## Final project


You should work in a group of 3-5 people (no more than 5). The
purpose of the project is to provide you with machine learning experience and real data analysis experience.


There are two directions you can choose:

- Big data analysis
- ML algorithm implementation

#### Big data analysis 

- Posing questions
- Finding data sources
- Exploring your data
- Statistical machine learning analysis
- Comparing methods and visualize the results
- Summary your findings


#### ML algorithm implementation 

- Identify an algorithm to be implemented 
- Understand the model
- Implement the algorithm in python without using black-box packages
- Test your algorithm in simulated data
- Run your algorithm in a real data
- Summary and visualize the result


Please work collaboratively with a team. You will get a chance to present your findings through writing and speaking.


### Getting Started

I recommend you get started by brainstorming project topics or themes that interest your group. To narrow down your project to just one topic, think about:

_For big data analysis direction_, ask:

- What questions does your topic address, or what problems does your topic solve? Why this question is meaningful to your team (or simply you)? How does this project help your future career?
- What's the challenging part about your topic? Why are they challenging?
- Are there credible, public datasets available to explore the topic? (See below for some suggested data sources.)
- Is a 5 $\sim$ 6-week project long enough to explore the topic reasonably well?

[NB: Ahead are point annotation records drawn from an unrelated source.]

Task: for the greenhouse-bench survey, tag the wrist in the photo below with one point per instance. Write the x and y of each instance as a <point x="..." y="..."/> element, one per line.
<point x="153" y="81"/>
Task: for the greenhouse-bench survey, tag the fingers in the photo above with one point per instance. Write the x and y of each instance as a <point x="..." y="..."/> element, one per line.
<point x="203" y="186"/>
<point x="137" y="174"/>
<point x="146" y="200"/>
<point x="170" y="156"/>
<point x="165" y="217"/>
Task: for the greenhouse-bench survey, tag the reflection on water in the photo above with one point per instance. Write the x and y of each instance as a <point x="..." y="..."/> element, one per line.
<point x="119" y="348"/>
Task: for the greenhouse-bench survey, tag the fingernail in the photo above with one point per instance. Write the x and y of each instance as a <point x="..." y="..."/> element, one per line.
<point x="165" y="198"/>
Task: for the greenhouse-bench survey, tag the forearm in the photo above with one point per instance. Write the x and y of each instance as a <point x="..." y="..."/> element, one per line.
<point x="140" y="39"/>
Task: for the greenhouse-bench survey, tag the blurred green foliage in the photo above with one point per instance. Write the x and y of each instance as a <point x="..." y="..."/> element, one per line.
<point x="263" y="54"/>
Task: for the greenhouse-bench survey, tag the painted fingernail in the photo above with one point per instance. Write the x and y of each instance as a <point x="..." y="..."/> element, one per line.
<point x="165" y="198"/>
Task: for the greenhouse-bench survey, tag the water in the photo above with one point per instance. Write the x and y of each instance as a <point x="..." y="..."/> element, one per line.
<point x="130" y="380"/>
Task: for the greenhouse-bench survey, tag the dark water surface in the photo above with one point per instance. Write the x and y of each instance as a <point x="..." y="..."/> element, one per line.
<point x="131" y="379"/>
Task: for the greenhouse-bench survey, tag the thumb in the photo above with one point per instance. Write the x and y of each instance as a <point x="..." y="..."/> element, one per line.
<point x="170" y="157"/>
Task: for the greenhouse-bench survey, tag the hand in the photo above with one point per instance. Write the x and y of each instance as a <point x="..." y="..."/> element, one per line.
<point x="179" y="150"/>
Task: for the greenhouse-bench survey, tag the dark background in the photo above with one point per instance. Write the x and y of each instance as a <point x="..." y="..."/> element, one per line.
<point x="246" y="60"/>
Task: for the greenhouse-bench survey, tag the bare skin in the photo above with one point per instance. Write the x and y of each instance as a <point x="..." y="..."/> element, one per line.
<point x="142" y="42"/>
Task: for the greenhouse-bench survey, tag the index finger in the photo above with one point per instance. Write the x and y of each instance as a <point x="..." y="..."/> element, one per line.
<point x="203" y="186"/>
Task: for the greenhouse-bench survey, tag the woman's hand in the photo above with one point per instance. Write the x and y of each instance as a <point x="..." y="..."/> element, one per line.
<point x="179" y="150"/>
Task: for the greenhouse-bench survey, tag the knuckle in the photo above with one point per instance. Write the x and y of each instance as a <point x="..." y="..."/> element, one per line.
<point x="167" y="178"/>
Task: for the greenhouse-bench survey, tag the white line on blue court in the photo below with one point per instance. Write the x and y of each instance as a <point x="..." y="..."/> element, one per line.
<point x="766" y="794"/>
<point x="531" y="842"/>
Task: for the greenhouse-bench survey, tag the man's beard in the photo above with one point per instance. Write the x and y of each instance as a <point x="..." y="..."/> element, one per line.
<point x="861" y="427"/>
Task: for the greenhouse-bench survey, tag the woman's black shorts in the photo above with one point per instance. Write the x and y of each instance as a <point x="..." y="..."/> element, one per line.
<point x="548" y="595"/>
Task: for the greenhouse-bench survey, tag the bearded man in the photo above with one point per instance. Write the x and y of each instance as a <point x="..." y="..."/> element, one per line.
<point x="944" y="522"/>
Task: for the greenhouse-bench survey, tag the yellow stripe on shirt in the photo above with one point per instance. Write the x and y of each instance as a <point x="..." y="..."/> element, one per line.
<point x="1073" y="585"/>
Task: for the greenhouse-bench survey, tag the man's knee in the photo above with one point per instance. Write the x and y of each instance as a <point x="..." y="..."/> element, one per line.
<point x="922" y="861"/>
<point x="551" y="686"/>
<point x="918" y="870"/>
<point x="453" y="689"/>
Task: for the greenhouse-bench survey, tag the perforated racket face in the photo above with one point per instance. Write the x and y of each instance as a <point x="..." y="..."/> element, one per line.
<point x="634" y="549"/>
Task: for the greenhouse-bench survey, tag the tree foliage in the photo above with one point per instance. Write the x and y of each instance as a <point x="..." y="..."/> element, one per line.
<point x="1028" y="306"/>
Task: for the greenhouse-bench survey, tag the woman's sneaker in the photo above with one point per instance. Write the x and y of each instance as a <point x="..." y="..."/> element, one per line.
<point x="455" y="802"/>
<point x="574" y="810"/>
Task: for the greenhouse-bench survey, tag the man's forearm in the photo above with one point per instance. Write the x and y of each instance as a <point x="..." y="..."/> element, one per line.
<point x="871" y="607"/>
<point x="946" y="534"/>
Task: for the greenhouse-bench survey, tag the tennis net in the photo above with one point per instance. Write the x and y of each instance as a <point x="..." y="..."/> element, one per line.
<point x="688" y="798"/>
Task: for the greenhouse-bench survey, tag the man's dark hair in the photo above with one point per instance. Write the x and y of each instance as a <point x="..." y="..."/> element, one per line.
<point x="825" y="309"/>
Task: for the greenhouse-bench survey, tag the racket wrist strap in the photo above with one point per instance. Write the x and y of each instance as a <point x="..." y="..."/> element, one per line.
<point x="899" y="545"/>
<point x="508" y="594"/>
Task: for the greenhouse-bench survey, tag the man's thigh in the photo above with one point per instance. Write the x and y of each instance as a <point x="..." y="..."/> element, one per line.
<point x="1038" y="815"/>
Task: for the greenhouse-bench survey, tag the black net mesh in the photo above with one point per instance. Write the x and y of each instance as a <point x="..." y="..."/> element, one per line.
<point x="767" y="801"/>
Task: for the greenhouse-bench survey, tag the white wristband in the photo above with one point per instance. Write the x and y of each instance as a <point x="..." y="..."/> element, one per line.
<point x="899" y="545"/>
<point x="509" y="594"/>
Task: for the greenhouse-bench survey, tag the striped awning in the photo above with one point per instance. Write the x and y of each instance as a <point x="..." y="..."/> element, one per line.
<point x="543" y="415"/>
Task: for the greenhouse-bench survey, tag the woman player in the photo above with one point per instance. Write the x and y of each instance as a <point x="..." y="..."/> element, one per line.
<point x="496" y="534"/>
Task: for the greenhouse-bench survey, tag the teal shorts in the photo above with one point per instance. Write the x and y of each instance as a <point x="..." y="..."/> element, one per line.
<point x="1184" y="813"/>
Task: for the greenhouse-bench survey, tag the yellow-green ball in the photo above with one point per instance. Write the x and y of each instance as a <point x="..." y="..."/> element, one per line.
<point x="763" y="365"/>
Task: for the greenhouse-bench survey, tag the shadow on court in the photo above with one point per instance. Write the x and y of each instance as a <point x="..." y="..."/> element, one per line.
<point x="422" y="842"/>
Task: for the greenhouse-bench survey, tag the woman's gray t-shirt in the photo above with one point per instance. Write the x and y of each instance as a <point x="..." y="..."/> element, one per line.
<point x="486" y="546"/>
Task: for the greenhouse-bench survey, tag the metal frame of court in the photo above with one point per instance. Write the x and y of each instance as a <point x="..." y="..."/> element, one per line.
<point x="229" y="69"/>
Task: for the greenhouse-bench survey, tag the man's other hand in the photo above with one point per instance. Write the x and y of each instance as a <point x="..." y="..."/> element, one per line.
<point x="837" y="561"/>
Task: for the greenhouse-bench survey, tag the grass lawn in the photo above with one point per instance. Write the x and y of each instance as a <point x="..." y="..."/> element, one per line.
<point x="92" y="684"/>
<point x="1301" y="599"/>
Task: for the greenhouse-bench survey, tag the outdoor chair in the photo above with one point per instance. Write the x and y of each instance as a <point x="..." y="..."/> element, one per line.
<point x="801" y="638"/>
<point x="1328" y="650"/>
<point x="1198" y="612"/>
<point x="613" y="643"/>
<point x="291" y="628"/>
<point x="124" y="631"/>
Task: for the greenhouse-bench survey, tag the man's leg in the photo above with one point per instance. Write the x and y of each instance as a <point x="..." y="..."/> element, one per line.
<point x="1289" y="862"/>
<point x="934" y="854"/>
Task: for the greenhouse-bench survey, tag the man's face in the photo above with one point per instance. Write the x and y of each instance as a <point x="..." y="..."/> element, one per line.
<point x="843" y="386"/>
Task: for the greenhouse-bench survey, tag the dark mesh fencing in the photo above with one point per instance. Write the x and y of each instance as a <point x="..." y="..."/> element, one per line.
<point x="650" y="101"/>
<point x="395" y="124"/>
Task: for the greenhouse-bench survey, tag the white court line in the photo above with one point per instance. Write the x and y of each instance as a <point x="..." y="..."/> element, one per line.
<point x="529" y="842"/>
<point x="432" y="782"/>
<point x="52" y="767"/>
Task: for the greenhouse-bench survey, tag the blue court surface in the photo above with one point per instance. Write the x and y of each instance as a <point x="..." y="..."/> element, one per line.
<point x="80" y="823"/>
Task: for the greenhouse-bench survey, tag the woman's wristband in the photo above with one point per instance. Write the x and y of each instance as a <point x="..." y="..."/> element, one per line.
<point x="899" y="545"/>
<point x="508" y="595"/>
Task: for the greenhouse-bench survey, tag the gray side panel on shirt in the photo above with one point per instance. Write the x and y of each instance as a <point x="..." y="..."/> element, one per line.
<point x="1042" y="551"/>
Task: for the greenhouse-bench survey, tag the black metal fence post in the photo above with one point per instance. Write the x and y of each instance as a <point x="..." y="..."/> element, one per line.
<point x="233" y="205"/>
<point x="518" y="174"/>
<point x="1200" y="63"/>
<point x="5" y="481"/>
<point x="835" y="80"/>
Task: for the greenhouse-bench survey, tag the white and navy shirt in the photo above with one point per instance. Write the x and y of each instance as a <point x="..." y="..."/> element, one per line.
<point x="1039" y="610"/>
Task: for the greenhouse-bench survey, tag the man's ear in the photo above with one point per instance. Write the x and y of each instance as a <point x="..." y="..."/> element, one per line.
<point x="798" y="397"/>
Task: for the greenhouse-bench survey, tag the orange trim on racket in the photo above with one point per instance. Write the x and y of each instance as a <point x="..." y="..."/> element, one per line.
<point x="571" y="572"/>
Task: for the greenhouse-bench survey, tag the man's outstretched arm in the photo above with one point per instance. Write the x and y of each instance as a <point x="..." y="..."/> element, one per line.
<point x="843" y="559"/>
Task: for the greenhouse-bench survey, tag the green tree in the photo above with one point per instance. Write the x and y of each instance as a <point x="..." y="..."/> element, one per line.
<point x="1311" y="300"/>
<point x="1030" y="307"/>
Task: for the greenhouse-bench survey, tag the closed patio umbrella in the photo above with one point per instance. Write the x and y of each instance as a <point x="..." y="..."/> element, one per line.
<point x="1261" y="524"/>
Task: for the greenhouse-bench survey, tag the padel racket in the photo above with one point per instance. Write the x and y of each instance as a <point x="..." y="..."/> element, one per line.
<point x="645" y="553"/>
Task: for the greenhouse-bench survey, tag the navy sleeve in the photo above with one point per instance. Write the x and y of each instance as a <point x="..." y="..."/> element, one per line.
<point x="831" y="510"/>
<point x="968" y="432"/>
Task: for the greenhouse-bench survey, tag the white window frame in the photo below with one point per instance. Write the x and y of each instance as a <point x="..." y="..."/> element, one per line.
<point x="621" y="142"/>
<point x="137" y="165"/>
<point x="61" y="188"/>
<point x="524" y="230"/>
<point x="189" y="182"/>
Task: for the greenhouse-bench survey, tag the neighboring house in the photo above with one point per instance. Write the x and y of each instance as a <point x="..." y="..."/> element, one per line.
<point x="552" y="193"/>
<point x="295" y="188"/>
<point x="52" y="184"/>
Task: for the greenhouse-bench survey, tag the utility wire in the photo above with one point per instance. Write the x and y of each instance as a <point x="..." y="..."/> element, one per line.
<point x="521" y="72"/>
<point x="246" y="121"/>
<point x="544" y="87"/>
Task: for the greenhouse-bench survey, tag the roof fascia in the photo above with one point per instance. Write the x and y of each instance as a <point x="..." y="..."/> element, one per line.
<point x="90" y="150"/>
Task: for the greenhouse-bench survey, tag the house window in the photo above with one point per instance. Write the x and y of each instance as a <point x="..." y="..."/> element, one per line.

_For ML algorithm implementation direction_, ask

- Why are you interested in this algorithm? Why is this algorithm meaningful to your team (or simply you)? How does this project help your future career?
- What is the challenging part about your topic? Why are they challenging?
- Is there any open code already available? Then how do you do differently compared to those codes
- Are you familiar with conducting simulation studies? 
- Can you find publicly available data to test your algorithm?
- Is a 5 $\sim$ 6-week project long enough to explore the topic reasonably well?


Make sure that everyone in the group agrees on the topic. You will need a certain curiosity about your topic in order to stay motivated throughout the quarter.

Once you've selected a project topic, you can start working on the project proposal and the project itself.


The final project has four components:
          
                                -----------------------------------------
                                         Proposal | Due May 19 11:59pm
                                     Presentation | on Week 10 Zoom (online)
                                          Report  | Due June 13 11:59pm 
                                 Group Evaluation | Due June 14 11:59pm 
                                ------------------------------------------

### Proposal

Your group should submit a 1-2 page project proposal (1 per group) by May 19 11:59pm. Your proposal should include answers to those questions in _Getting started_ section. Also, your proposal should include

- Your group members' name
- Which direction your team is going to pursue (big data analysis or ML algorithm implementation. You can do both. If success, you will receive bonus points) 
- What's the topic of your project? 
- What data source(s) will your team use? Briefly describe each data source and Provide a link for each data source. This is a check to make sure that there is actually data available for your topic. If you ultimately decide not to use some of the data sources, or find additional data sources later, that's okay.
- What statistical methods will your team use?
- What makes your project challenging? Consider that you will have 5 weeks to work on the project. Do not pick a project that is too hard!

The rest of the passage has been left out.